Advertising for a tenant

If you have gone through an agent and advertised online or off, you may be able to claim for advertising costs. To do so, you must ensure that you can provide details that prove your property was available to rent.

Pest control

Not only is an annual pest check a good idea for the health of your property (and for your peace of mind) but you can also claim the expense.


Rates, including council, water and sewage, are claimable.

Strata Levies

Strata company payments are generally made every quarter and are allocated for the upkeep of a building. The fees include things like insurance, repairs, communal lighting and pest control. Your body corporate fee is a claimable expense.

Agents’ fees

There are a number of agents’ fees that you can claim, including statement fees, postage, bank charges and lease document expenses.

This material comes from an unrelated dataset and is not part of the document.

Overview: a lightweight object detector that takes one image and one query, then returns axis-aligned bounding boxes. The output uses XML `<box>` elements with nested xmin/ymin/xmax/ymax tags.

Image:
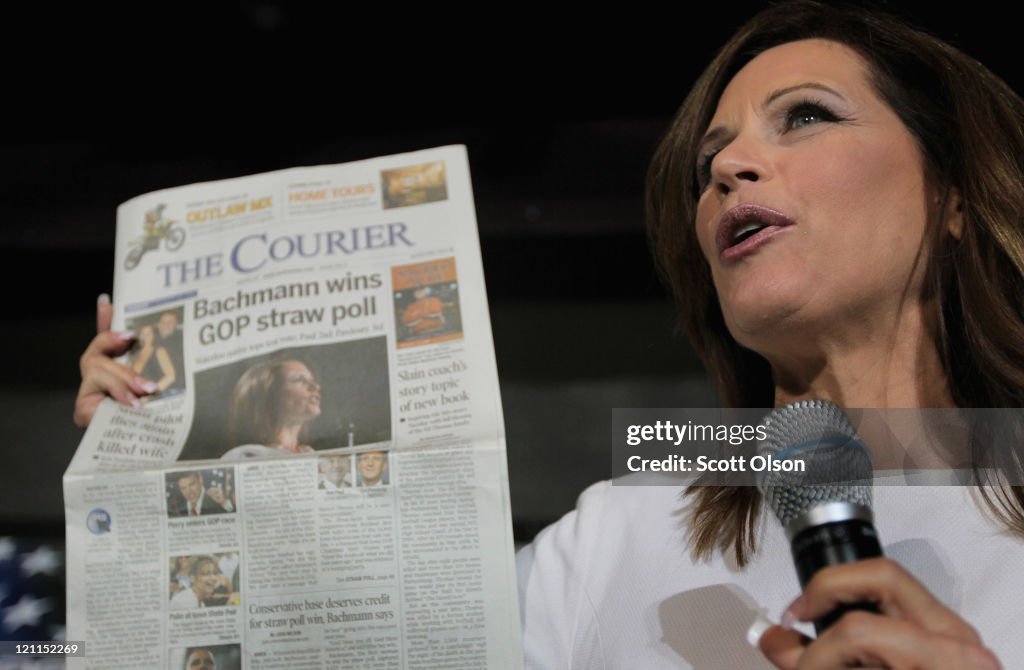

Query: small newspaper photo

What about repairs and maintenance?

The Australian Taxation Office (ATO) defines repairs as any work that is carried out to remedy a defect – for example, repairing a broken window or fence that has fallen down. Maintenance is work done to prevent deterioration, like maintaining reticulation systems or painting a property.

You can claim a deduction for the costs you pay to repair and maintain your investment property in the year that the work is carried out. You can’t claim for repairs and maintenance that are not directly related to the wear and tear caused by renting out your property.

It’s very important to discuss your repair/renovation plans with a financial consultant who specialises in investment property tax issues, as not all repairs, maintenance or renovations can be claimed.

Parting words of advice

The ATO is cracking down on a whole range of expenses claimed by property investors, so the most important thing to remember is to keep good, accurate records – that way you will be covered.